Semua kesalahan dan kekurangan dalam
terjemahan ini adalah karena keterbatasan saya semata. Bagi yang tertarik, ada
baiknya membaca dan/atau membeli sendiri buku ini.
Salam
Candra
Bab I
Kekuatan Warga
(Citizens’ Power)
"'Kami akan menjadi hakim, Kami akan menjadi juri," kata Bertrand dengan amarah: Dan vonis baru saja kami rilis kepada
pers'."[1]
Ode sarkastik ini dikirim ke
Presiden Lyndon Johnson pada bulan Januari 1967 oleh ajudannya Joseph Califano.
Pada saat itu, filsuf Inggris Bertrand Russell tengah sibuk menyiapkan tribunal
internasional untuk menuntut Amerika Serikat dengan kejahatan perang, kejahatan
terhadap kemanusiaan, dan genosida di Vietnam. Tribunal seperti tidak memiliki legal standing, tetapi pemerintah AS
sangat khawatir dampak hubungan masyarakatnya. Kekuasaan seolah-olah sedang diserahkan
ke tangan warga yang peduli, dan bahkan Amerika Serikat tidak bisa tidak juga
menyadari adanya ancaman serius bagi kedaulatan dan status internasional-nya.

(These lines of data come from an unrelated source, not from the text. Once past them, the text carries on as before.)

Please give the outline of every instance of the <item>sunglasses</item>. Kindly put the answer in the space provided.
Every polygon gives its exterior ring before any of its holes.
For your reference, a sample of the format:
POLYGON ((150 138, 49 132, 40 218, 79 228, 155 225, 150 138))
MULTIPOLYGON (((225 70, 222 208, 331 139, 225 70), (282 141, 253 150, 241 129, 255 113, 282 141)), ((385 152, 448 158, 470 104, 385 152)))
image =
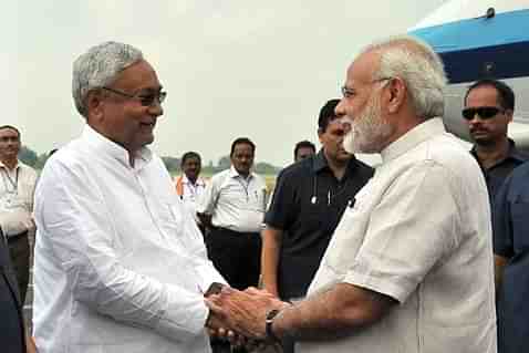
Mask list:
POLYGON ((131 100, 137 100, 139 101, 139 104, 142 104, 143 106, 152 106, 155 101, 158 104, 162 104, 164 103, 165 97, 167 96, 167 92, 157 92, 152 94, 128 94, 123 91, 117 91, 114 89, 108 89, 108 87, 102 87, 102 89, 131 100))
POLYGON ((495 117, 498 113, 505 113, 505 110, 500 110, 496 106, 478 106, 464 108, 461 115, 465 120, 471 121, 476 114, 478 114, 480 118, 486 120, 495 117))

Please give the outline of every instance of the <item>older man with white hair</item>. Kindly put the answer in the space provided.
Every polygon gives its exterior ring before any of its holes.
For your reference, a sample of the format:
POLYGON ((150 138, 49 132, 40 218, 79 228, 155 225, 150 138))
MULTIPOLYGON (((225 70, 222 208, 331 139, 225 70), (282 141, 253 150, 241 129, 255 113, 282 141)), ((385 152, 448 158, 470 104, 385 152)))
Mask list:
POLYGON ((293 305, 225 290, 209 305, 246 335, 293 336, 298 352, 496 352, 490 210, 479 166, 446 133, 445 74, 422 42, 370 45, 336 113, 351 153, 383 163, 345 210, 293 305))
POLYGON ((41 353, 210 351, 203 293, 224 279, 147 147, 165 96, 131 45, 106 42, 74 63, 86 125, 50 158, 35 193, 41 353))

Otoritas negara sedang ditantang atas dasar praktik hak asasi manusia, dan
keadilan sedang dimainkan melintasi batas-batas nasional. Apakah proses
tersebut latihan instruktif di pernyataan demokratis, kemenangan standar
liberalisme tentang objektivitas, atau itu-seperti yang tersirat dalam lagu
pendek- sebuahbentuk baru dari kangaroo
court saja? Dapatkah cara populis ini mengangkat parodi terbesar keadilan
dari penyimpangan negara?
Evolusi
Setelah Perang Dunia I, ada
reaksi publik terhadap Realpolitik dan negarawan yang menjadi praktisi. Hukum
dan etika tumbuh untuk kepentingan, seperti yang diserukan Woodrow Wilson pada masyarakat
dunia yang diwujudkan dalam Liga Bangsa-Bangsa, yang bisa menyelesaikan
perselisihan atas dasar hukum internasional. Opini publik menjadi dasar untuk orde Wilsonian, karena presiden Amerika tidak
membayangkan prospek Liga Bangsa-Bangsa sebagai pemerintahan dunia, melainkan
sebagai kekuatan moral universal.
Walter Lippmann cepat membangun
reputasinya sebagai ahli teori yang paling berpengaruh mengenai peran opini
publik. Dia adalah seorang jurnalis lulusan Harvard dan intelektual publik yang
membantu administrasi Wilson mempersiapkan konferensi perdamaian Versailles dan
mempublikasikan pandangannya secara luas melalui kolom surat kabar, buku, dan
perannya sebagai associate editor pada
sebuah majalah liberal terkemuka, The New
Republic. Lippmann menyadari bahwa intervensi opini dunia itu pasti akan bersifat
intermiten (terputus-putus), dan bahwa orang-orang dengan keahlian tertentu dan
"para penonton yang tertarik" pasti akan memimpin. Namun, warga
negara internasional yang peduli adalah penting untuk memeriksa kekuasaan yang
sewenang-wenang. Tujuannya adalah untuk mempengaruhi "jalannya
urusan," tapi, tentu saja, publik hanya dapat menjadi aktor yang
dilibatkan dan tidak dapat mengangkat masalah itu dengan sendirinya. Lippmann
menjelaskan: "Opini publik pada ideal tertingginya akan membela
orang-orang yang siap untuk bertindak atas alasan mereka melawan kekuatan yang mengganggu
orang-orang yang hanya menyatakan keinginan mereka."[2]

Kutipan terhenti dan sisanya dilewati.